Family & Individual Happiness: Home-centered, Church-supported

    Family & Individual Happiness: Home-centered, Church-supported

    The family unit is not only fundamental to society and the Church but also to our hope for eternal life. We begin to practice in the family, the smaller unit, what will spread to the Church and to the society in which we live in this world and what then will be what we practice in families bound together forever by covenants and faithfulness. We can start now to “promote those measures designed to maintain and strengthen the family.”; as stated in the “The Family: A Proclamation to the World.”

    The first man and woman, Adam and Eve, were a family. In the Family Proclamation, we read, “The first commandment that God gave to Adam and Eve pertained to their potential for parenthood as husband and wife. The history of Israel begins with the family of Abraham. He is highly esteemed of the Lord as a father and teaches his children Family & Individual Happiness: Home-centered, Church-supported properly (Gen 18:17-19). We declare that God’s commandment for His children to multiply and replenish the earth remains in force. We further declare that God has commanded that the sacred powers of procreation are to be employed only between man and woman, lawfully wedded as husband and wife.

    The Family Proclamation also asserts that “We declare the means by which mortal life is created to be divinely appointed. We affirm the sanctity of life and of its importance in God’s eternal plan.”

    Latter-day revelation confirms all that the Bible teaches about the family and adds the most important truth that through the gospel of Jesus Christ the family can be sealed together in a permanent relationship for time and all eternity (D&C 132). There is only one place where there will be families—the highest degree of the celestial kingdom. That is where we will want to be. To help us get there, the Family Proclamation counsels us that “Happiness in family life” (and individual life) “is most likely to be achieved when founded upon the teachings of the Lord Jesus Christ.”

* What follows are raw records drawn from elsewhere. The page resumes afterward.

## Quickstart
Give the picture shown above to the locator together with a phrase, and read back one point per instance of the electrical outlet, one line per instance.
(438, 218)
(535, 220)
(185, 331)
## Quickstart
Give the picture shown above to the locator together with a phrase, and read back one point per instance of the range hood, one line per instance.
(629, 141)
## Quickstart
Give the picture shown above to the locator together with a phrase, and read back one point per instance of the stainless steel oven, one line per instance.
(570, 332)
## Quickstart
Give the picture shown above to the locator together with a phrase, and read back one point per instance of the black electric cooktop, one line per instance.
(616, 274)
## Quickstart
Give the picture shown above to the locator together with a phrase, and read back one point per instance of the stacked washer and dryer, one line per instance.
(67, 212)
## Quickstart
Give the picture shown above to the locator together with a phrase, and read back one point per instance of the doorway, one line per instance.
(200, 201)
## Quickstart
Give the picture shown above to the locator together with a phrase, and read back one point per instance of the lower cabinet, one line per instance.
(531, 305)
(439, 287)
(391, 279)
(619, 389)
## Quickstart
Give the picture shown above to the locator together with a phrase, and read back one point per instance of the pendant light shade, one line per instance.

    Our placement in a family, however challenging, is known by a loving Heavenly Father. We can know that a way is prepared for us to do all that will be required for us to qualify for eternal life. The promise of the gospel of Jesus Christ is sure: “But learn that he who doeth the works of righteousness shall receive his reward, even peace in this world, and eternal life in the world to come. I, the Lord, have spoken it, and the Spirit beareth record. Amen.” [D&C 59:23–24]

    That peace will come from the assurance that the Atonement of Jesus Christ has worked in our lives and from the hope of eternal life that springs from it.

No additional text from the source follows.